Photographic Image Quality:
Size (physical dimensions, with names for some sizes)
Bigger size is usually “better,” for reasons that we’ll discuss when we get to pixels below. Here
are four of the most popular, although there are other, in-between, sizes that are mostly unique to
Full frame (FF), based on the traditional 35mm film camera, approximately 24×36mm, or 864mm².
This format is found only in a few high-end professional cameras such as the Canon 5DmkII, but it also
provides the point of reference for describing lens length in mm. (For example, a “normal” FF lens
is 50mm; to find the same field of view on a smaller sensor, a “crop factor” or FOVCF is applied.)
APS-C, named after a long-defunct camera type that used standard 35mm film but
shot images that were approximately half the standard size. There are several variations on this, but the most common size is
23.67×15.7mm, or 370mm². These have an FOVCF of 1.5, meaning that a 35mm lens mounted on an
APS-C body becomes the equivalent of a FF “normal” lens at 52.5mm. The vast majority of popular DSLR
cameras use this format; it is now beginning to be used in mirrorless system cameras such as the Sony NEX-7,
which provide a much smaller body while keeping the large-sensor image quality.
Micro four-thirds, 17.3×13mm, or 225mm². This format has been
adopted by Olympus and Panasonic for their mirrorless system cameras. It is a compromise that permits
cameras and lenses to be made smaller while still maintaining very good image quality. FOVCF is 2, thus
a 25mm lens is “normal” in this format.
Compact camera sensors vary in size, but a popular one is 1/2.3 (the diagonal
size in inches) or about 28mm², vastly smaller than the others with an FOVCF of 5.6!
Confusingly, some cameras that are physically larger (sometimes known as “mega-zooms”) might
still use a sensor this small. Buyer beware.
Pixel count (expressed in mega-pixels)
Mega-pixel (Mp) numbers, by themselves, are meaningless—one of the more misunderstood
and abused terms in the camera business. Here’s why.
▸ Each sensor pixel is a discrete device that collects light energy, converts it to electrical
energy, and reports how much it has collected to the camera’s computer chip—which turns it into a digital
value between 0 and 255 (higher means more light or brighter). The final image file is simply a collection
of all the pixel values, with some in-camera processing applied. (Actually, it’s much more complicated
than this because the image is in color, but those details aren’t needed here.)
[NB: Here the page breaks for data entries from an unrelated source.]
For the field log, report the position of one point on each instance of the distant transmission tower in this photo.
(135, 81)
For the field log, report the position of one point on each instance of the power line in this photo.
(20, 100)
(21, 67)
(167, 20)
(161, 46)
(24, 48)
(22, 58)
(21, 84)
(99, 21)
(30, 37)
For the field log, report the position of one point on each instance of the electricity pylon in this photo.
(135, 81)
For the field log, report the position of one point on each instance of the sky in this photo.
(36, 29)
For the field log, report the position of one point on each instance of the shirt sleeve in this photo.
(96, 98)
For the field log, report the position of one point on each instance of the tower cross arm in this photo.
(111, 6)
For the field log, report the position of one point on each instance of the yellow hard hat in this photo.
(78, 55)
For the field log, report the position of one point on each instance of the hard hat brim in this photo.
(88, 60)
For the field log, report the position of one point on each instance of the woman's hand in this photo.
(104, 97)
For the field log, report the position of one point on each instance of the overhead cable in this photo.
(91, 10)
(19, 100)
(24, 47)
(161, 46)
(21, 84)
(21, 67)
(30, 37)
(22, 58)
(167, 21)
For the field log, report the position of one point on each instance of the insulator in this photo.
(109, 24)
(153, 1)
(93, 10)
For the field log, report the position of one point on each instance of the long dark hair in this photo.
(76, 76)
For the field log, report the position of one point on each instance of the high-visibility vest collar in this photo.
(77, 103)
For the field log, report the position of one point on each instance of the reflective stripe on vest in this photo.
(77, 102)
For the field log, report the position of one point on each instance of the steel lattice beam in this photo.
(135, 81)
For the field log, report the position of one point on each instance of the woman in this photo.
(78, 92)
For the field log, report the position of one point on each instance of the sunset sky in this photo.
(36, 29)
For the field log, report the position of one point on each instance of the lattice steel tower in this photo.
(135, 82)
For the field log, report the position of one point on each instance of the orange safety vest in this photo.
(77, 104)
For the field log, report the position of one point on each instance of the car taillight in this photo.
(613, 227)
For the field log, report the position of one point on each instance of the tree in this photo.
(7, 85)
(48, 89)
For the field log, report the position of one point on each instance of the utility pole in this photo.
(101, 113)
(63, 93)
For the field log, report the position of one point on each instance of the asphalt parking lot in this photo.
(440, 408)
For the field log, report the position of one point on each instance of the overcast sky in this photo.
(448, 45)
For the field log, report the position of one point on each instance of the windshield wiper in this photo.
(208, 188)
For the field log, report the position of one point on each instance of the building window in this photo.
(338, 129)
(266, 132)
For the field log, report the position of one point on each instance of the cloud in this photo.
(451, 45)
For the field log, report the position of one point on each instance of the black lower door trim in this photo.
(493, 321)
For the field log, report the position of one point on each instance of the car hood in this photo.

▸ The range of light values that human eyes can distinguish, from dark to light, is far greater
than any sensor pixel can record. Any shadow value darker than the sensor can “see” is simply
recorded as solid black, and any highlight value brighter than the sensor can accept is recorded as blank white.
The physical size of the pixel determines how much light it can accept. Assuming the same underlying
sensor technology, a larger pixel will always be able to record more gradations between light and dark
than a smaller pixel can. With fewer gradations, the smaller pixel is more likely to report bogus values,
seen as “noise” especially in darker areas of the final image.
▸ So more pixels are not always “better.” Given the same physical size
sensor, more pixels do provide a sharper appearance to the image, but fewer pixels provide smoother light
response. Given two different size sensors with the same pixel count, the larger one will always
provide better response to light. The intended use of the image is also important. A 21-Mp full-frame
file will produce astounding prints at 20"×30" or even 30"×45", but an image on
the Internet can be produced from fewer Mp than any smart phone's built-in camera.